Upon graduating med school, future lifesavers are supposed to take the Hippocratic oath: a centuries-old promise made to the Greek god Apollo that they will use their knowledge to heal and never to harm. Until the American healthcare system ceases to be a primarily for-profit enterprise, and the average salary of doctors ($300,000) gets taken down a notch, I cannot help but take the advice of my (very friendly) physician with a grain of salt.

Does this mean I believe a disease like the coronavirus was created in a Chinese lab, and that Microsoft founder Bill Gates is tripling his fortune off its vaccine? No. It does, however, mean that I was not at all surprised to learn several of the country’s largest pharmaceutical companies had become entangled in multiple billion-dollar lawsuits over shipping obscene amounts of highly addictive opioids to some of America’s most vulnerable communities.

Others were.

The Oxy Kingpins

Brendan Fitzgerald’s upcoming documentary The Oxy Kingpins will shake audiences to their core. Although the opioid crisis, created by Big Pharma execs and sustained by networks of drug dealers and medical workers, has been covered in greater detail before (with Patrick Keefe’s investigation of the Sackler family and Beth Macy’s book Dopesick being noteworthy examples), Oxy Kingpins has an important role to play as far as public opinion goes. More on that later.

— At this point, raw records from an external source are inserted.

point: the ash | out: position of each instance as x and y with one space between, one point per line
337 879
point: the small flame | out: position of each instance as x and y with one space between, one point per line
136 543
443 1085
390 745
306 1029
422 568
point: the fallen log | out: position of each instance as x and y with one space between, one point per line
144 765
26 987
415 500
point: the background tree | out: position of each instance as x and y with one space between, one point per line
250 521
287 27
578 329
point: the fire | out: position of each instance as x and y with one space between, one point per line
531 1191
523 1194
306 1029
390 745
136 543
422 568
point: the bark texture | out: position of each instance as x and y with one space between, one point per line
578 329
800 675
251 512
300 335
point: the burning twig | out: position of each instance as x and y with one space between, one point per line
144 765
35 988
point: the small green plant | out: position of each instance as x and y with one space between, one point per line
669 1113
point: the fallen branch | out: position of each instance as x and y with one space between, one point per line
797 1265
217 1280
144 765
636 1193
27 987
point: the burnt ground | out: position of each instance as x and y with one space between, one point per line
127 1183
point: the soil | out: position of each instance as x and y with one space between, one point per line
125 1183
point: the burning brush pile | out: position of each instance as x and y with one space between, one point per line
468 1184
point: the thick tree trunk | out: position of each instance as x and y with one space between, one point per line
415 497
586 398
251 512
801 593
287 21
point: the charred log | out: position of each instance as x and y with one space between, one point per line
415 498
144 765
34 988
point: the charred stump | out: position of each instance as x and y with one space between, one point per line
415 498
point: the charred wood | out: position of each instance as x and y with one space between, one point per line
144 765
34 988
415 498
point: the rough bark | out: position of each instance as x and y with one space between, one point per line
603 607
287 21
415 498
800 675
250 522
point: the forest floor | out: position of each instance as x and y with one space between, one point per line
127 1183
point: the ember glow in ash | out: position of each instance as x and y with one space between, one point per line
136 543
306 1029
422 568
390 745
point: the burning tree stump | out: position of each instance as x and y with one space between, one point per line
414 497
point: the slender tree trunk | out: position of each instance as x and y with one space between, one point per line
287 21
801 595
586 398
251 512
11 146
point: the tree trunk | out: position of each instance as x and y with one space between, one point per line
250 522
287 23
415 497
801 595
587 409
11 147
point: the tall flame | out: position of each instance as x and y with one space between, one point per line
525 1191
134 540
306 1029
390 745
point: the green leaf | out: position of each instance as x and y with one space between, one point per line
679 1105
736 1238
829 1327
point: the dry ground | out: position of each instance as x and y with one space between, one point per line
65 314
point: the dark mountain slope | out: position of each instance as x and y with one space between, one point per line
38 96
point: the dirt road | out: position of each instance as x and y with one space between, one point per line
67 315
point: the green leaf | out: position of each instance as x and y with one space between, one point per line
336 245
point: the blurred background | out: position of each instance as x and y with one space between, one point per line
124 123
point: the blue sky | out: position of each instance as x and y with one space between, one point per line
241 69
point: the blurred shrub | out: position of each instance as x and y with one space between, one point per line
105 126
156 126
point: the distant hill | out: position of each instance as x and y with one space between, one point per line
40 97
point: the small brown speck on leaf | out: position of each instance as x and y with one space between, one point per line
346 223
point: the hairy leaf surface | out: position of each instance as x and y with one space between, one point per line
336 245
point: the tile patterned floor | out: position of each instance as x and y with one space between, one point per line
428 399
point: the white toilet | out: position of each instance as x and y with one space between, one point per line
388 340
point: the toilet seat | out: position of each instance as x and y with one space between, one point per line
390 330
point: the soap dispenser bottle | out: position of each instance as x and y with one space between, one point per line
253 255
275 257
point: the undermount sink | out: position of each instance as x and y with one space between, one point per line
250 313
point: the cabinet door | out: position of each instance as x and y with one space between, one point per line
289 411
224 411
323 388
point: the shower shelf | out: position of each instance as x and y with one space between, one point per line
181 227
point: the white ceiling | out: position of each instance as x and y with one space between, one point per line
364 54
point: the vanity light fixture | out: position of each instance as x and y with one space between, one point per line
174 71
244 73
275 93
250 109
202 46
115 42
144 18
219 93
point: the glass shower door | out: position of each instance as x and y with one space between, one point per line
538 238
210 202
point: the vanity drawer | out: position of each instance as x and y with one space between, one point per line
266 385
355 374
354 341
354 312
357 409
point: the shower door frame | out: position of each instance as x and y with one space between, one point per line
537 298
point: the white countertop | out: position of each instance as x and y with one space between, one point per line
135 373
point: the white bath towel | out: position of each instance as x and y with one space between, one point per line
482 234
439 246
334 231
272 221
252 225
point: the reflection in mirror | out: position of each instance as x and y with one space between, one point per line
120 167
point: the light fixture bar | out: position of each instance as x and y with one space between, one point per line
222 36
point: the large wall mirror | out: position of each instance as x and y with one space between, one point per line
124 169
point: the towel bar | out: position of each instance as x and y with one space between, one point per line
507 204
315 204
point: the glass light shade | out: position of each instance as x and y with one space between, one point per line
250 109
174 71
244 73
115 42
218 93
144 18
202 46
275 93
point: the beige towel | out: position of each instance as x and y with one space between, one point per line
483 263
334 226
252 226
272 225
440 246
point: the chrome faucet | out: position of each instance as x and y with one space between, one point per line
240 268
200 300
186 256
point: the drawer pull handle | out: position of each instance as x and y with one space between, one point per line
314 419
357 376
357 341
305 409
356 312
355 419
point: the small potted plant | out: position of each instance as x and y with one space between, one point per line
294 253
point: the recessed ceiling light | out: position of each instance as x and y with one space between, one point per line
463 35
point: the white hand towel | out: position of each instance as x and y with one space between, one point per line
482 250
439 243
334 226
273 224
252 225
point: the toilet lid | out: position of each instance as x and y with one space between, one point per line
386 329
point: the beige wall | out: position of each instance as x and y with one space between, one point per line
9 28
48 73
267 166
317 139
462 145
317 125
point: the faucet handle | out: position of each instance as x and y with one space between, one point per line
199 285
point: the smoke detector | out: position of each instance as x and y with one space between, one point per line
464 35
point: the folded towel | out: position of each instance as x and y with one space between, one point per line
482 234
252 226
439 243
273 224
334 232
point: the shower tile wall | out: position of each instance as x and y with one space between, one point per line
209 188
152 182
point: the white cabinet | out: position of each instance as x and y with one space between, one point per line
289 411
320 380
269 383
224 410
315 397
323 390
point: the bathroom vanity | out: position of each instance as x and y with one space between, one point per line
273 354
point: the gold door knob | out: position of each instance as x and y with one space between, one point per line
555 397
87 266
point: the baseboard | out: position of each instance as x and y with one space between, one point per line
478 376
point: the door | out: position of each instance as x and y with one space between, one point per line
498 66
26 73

The shadowy superstructure that kept the opioid epidemic alive and well consists, according to the documentary, of three levels. At the top of the pyramid, you have companies such as Purdue Pharma, manufacturer of the heroin-like substance, oxycodone. At the bottom of the pyramid, you are going to find an equally familiar story playing out: one of dealers buying up large amounts of opioid pills from pharmacies in rural America and shipping them to customers in the big cities.

Then there is the middle level, which is made up of local pharmacies that order alarmingly large amounts of opioid pills for the underpopulated areas they serve, as well as so-called pain clinics operated by medical workers with an incentive to prescribe these drugs as often as possible. Shadowing Mike Papantonio, one of many tort lawyers going after the kingpins, the documentary asks: why CEOs and pharmacists let off the hook so easily, when drug dealers spend multiple years in prison for committing the exact same crime?

It is a burning question that, owing to the countless lives swallowed by the opioid epidemic, deserves a clear, succinct answer. While the culprits scramble to make their forlorn case, recovered addicts continue to be haunted by substances originally prescribed to help them get better. Oxy Kingpins could have shone the spotlight on more of these people, although the few that do get to share their story make clear there can be no excuse for what they had to go through.

Now Lady Justice is playing catch-up. Purdue has already admitted that it “knowingly and intentionally conspired” to dispense opioids, “without a legitimate medical purpose.” The company reached an 8.3-billion-dollar settlement and filed for bankruptcy in 2019. And next month, in April, manufacturers Johnson & Johnson, Endo, Teva, and Allergan will answer for what plaintiffs are calling a “deceptive marketing scheme that trivialized the risks of opioids in order to drive up sales.” 

Too little too late, some might say upon learning that this last case was originally filed in 2014. Better late than never, others could respond. Both sides make good points for fair reasons. One thing they will probably agree on is that Oxy Kingpins, while far from the most thorough investigation on the origins of the opioid crisis, condenses years upon years of evidence into a sprawling panorama that will bring even its most uninformed viewers up to speed about this unbelievable, ongoing public health crisis.